Case ID: ad_166/html/0673-01.html
Source: Caselaw Access Project
Author: {"author": "Hotchkiss, J.:", "license": "Public Domain", "url": "https://static.case.law/"}
Date Created: 2024-08-24T03:29:51.129683

Hyman Heller, Doing Business under the Firm Name of Hyman Heller & Company, Appellant, v. Sam Levinson, Respondent.
    First Bepartment,
    March 12, 1915.
    Process—personal service of summons.
    The object of process is to apprise the party served of the proceeding against him so that he may have an opportunity to defend.
    A summons is properly served where, on the defendant’s refusal to receive it, it was placed in his pocket by the server to the knowledge of the defendant, who then said that it was “ all right.”
    Appeal by the plaintiff, Hyman Heller, from an order of the Supreme Court, made at the New York Special Term and entered in the office of the clerk of the county of New York on the 17th day of December, 1914, confirming the report of a referee and vacating a judgment herein.
    
      Benjamin Frindel, for the appellant.
    
      Louis B. Boudin, for the respondent.
   Hotchkiss, J.:

A judgment having been taken herein by default, the defendant moved to set it aside and open his default on the ground that the summons and complaint had never been served upon him. The court appointed a referee to take testimony and report his conclusions. From the order confirming said report this appeal is taken.

The alleged service was made by a person who testified that he knew the defendant and that the circumstances of the service were as follows : “I says, ‘How are you Mr. Levinson,’' and he says, ‘All right,’ and I says, ‘I got a little paper for you.’ And he said, ‘I don’t want it,’ and he started to walk away * * *, and as he did so, I pushed it in his outside pocket, and I says, ‘is it all right?’ and he said, ‘It’s all right.’” The referee held that service, if made as described, was ineffectual because the nature of the papers was not disclosed to defendant nor was he in any way informed that service of process was intended or that the paper had in fact been put into his pocket. This view was adopted by the court below. I think this was error. As was said by Judge Earl in Hiller v. B. & M. R. R. R. Co. (70 N. Y. 223, 227): “The object of all service of process is said to be to give notice to the party on whom service is made, that he may be aware of and may resist what is sought of him, and it is a general rule that any service must be deemed sufficient which renders it reasonably probable that the party proceeded against will be apprised of what is going on against him, and have an opportunity to defend.” This common-sense rule has been adopted in a number of cases, and wherever service by means other than personal delivery has been held ineffectual, it has been because the circumstances were such as to show that the defendant did not come into actual possession of the papers and that his attention was not drawn to their character, or that he had not willfully ignored them and refused to ascertain their nature for the purpose of evading service. In the present case, if the papers were placed in the defendant’s pocket, and particularly if such a conversation with reference to them took place as testified to, the service was as effectual as if the papers had been handed to and retained by defendant and their nature fully explained to him. It is not to be presumed that after the papers had been placed in his pocket and that fact acknowledged by him, he subsequently failed to ascertain their contents.

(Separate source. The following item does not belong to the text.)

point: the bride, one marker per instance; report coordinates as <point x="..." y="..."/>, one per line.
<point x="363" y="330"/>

The defendant claimed that no service whatever had been made and attempted to prove an alibi, but I think the preponderance of proof shows that service was in fact made.

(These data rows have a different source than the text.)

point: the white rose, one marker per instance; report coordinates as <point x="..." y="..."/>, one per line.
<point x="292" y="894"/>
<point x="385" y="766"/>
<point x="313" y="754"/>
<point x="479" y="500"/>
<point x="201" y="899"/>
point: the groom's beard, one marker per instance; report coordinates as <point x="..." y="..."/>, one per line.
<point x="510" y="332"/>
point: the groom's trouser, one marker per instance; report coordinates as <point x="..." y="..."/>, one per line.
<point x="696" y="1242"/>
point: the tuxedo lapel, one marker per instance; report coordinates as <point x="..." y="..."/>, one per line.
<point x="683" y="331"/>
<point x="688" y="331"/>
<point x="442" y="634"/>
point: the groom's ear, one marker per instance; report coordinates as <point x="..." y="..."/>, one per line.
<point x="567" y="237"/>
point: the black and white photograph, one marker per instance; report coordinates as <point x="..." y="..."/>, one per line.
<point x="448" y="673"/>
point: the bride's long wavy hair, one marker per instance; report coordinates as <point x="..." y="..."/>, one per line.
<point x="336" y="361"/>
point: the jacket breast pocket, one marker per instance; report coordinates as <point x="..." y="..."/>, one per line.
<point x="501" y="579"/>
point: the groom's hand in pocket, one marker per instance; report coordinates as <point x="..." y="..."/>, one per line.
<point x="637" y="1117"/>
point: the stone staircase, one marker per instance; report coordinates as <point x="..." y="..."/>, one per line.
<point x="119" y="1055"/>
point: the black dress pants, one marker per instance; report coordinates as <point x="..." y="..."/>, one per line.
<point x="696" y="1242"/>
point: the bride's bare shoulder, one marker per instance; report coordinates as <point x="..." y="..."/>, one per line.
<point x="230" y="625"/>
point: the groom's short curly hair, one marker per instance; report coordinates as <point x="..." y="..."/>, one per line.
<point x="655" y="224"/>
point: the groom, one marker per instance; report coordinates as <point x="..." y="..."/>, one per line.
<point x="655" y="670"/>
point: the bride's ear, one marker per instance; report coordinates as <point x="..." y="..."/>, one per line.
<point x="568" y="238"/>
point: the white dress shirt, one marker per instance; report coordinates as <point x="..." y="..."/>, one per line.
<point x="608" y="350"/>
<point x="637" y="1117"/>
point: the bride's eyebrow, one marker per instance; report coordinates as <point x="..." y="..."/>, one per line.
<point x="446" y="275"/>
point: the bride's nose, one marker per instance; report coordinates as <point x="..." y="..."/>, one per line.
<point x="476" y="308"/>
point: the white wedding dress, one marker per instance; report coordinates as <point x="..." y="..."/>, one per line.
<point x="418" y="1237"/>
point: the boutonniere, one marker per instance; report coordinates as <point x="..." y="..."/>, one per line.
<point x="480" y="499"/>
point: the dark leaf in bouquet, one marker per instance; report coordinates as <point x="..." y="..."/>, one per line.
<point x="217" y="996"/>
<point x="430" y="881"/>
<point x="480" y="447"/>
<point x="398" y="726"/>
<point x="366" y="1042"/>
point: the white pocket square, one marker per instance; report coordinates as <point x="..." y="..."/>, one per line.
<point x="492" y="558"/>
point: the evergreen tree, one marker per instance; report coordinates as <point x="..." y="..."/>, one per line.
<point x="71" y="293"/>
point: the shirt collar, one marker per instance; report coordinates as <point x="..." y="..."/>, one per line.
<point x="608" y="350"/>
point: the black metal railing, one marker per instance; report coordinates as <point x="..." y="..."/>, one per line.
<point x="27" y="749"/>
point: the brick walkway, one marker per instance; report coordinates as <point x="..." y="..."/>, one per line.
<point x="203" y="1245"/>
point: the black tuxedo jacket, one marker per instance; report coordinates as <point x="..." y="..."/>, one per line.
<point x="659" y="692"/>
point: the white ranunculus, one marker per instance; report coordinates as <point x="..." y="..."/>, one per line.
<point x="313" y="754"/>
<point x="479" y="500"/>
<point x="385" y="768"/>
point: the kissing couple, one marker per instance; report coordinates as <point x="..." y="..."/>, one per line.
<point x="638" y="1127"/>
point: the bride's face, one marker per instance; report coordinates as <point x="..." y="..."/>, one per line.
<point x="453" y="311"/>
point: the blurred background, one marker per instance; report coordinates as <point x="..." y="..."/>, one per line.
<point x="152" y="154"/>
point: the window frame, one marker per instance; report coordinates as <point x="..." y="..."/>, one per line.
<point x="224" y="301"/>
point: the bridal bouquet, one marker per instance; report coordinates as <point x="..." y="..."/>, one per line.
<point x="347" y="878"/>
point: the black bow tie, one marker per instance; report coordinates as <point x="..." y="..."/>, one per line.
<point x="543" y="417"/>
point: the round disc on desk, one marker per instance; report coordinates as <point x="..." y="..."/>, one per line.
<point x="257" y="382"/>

The order appealed from should be reversed and the judgment reinstated, with ten dollars costs and disbursements of this appeal, together with ten dollars costs on the motion below to vacate the judgment and such sums as the plaintiff was obliged to pay as part of the expenses of the reference, with leave to defendant to apply at Special Term to open his default and answer, on showing merits and on payment of all costs awarded by this order.

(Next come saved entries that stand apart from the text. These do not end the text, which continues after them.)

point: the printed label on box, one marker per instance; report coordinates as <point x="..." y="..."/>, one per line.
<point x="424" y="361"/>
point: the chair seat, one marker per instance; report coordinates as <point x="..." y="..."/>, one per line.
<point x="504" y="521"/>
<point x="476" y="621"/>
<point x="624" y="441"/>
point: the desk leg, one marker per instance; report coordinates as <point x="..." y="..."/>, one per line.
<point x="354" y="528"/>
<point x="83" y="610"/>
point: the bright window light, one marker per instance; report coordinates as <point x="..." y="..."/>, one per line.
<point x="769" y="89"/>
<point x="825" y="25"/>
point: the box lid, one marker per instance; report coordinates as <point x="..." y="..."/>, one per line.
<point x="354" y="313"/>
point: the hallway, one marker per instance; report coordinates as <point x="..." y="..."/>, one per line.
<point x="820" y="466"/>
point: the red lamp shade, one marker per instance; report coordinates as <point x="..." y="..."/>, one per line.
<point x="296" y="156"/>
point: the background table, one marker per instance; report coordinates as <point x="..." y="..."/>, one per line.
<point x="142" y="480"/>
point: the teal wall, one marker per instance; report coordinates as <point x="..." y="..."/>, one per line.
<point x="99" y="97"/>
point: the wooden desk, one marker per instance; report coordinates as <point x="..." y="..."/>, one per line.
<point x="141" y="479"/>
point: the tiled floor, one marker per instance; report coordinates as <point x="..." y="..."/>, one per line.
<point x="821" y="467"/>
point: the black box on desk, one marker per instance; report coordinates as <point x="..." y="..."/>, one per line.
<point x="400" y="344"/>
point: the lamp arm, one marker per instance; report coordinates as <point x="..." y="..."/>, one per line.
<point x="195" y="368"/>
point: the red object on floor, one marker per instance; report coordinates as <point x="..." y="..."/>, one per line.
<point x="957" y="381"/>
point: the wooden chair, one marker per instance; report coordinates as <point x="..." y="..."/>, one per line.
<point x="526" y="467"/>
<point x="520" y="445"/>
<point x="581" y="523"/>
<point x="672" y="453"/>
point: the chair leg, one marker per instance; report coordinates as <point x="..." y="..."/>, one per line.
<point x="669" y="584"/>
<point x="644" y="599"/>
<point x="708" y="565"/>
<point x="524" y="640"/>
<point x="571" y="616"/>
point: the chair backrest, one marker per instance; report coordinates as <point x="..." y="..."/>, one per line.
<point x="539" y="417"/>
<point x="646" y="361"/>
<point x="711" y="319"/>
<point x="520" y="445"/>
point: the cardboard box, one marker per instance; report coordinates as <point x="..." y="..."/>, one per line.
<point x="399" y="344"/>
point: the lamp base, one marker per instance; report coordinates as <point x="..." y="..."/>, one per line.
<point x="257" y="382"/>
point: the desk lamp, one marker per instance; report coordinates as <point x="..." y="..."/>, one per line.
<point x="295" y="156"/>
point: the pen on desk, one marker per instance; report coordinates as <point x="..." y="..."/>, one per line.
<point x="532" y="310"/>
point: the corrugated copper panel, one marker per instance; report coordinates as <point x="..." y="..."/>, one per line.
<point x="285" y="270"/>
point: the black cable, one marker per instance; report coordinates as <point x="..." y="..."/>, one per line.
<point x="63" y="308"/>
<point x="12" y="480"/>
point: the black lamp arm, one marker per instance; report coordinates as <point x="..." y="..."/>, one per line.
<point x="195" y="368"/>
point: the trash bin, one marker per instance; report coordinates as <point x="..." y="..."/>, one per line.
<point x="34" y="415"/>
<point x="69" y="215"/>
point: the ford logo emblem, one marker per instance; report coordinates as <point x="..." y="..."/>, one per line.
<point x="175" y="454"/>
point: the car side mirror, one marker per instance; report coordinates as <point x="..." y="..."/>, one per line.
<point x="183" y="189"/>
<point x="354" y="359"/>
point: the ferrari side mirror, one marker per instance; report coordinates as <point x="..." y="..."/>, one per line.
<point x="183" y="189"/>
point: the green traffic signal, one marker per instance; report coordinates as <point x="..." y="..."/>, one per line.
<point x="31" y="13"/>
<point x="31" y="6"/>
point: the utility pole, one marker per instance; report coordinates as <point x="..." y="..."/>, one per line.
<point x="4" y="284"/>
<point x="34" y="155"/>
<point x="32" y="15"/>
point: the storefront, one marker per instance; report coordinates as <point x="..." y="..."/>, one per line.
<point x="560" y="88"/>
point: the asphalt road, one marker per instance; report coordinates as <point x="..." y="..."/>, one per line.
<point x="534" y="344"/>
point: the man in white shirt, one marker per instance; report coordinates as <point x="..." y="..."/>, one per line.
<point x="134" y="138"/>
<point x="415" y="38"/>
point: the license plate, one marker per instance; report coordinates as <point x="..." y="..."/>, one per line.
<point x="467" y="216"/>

Clarke, Laughlin, Soott and Dowling, JJ., concurred.

Order reversed, with ten dollars costs and disbursements, together with ten dollars costs on motion to vacate judgment and such sums as plaintiff was obliged to pay as part of the expenses of the reference, and judgment reinstated, with leave to defendant to apply at Special Term to open his default as stated in opinion. Order to be settled on notice.